By running the two queries as you wrote them on datapoints_joined, the results 246.15766 s and 232.87162 s (already multiplied by 10) show that my computer is slower by 2.67 and 3.30 times, so approximately 3x slower.

Any result I will obtain from benchmarking, will also be divided by 3 to estimate a hardware of your speed. So basically it should be:

my execution time * 10/3 = your execution time

[I do really hope that all my estimates are ok...]

First query

SELECT tag FROM tags;

Since the tag column is already UNIQUE, there is no need for a DISTINCT.

Result

EXPLAIN ANALYZE SELECT tag FROM tags;

Seq Scan on tags  (cost=0.00..2235.00 rows=100000 width=65) (actual time=0.011..34.362 rows=100000 loops=1)
Planning time: 0.059 ms
Execution time: 42.998 ms -- SUCH SPEED, MUCH WOW!

On your machine (multipying the execution time by 10/3) it should take 143.33 ms = 0.14333 s which is ~519x faster than 74371.153 ms. Awesome!

Why is faster

In your case you were performing a DISTINCT query on the tag column which is varchar/text. This requires a checkup of the whole string each time.

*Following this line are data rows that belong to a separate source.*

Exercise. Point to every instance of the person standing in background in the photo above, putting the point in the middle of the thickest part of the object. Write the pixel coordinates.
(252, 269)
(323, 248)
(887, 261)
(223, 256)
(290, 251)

In my case the column is declared as UNIQUE and is places in a separate table. This allows a simple select of all the tags which is obviously faster. The insertion of new tags, on the other hand, requires more because of the UNIQUE check.

Second query

Now we perform a JOIN to get the actual tag text instead of the foreign key, but we do it after the GROUP BY on the integer field fk_tag to increase the speed of the joining.

SELECT t.tag
    ,  d.minTime
    ,  d.maxTime
    FROM (
        SELECT fk_tag
            , min(time) AS minTime
            , max(time) AS maxTime
            FROM datapoints
            GROUP BY fk_tag
        ) AS d
    INNER JOIN tags AS t
    ON d.fk_tag = t.id;

Hash Join  (cost=391905.20..395209.83 rows=97915 width=81) (actual time=17849.685..17995.566 rows=99999 loops=1)
 Hash Cond: (datapoints.fk_tag = t.id)
 ->  HashAggregate  (cost=388420.20..389399.35 rows=97915 width=12) (actual time=17741.489..17807.022 rows=99999 loops=1)
       Group Key: datapoints.fk_tag
       ->  Seq Scan on datapoints  (cost=0.00..266375.40 rows=16272640 width=12) (actual time=0.006..2720.880 rows=16272771 loops=1)
 ->  Hash  (cost=2235.00..2235.00 rows=100000 width=69) (actual time=108.116..108.116 rows=100000 loops=1)
       Buckets: 131072  Batches: 1  Memory Usage: 11181kB
       ->  Seq Scan on tags t  (cost=0.00..2235.00 rows=100000 width=69) (actual time=0.011..46.569 rows=100000 loops=1)
Planning time: 0.241 ms
Execution time: 18005.401 ms -- MEH, NOT SO FAST

On your machine (multipying the execution time by 10/3) it should take 60018.00 ms = 60.018 s which is ~1.45x faster than 86922.564 ms. Not a huge result, but still better than nothing.

A few considerations

Since we are selecting most of the table, PostgreSQL chooses the sequential reading over the index and is right about it. This is the reason I used no index overall.

If you need the first query more than the second one, maybe this can be a solution for you. Please try it on your machine to be sure.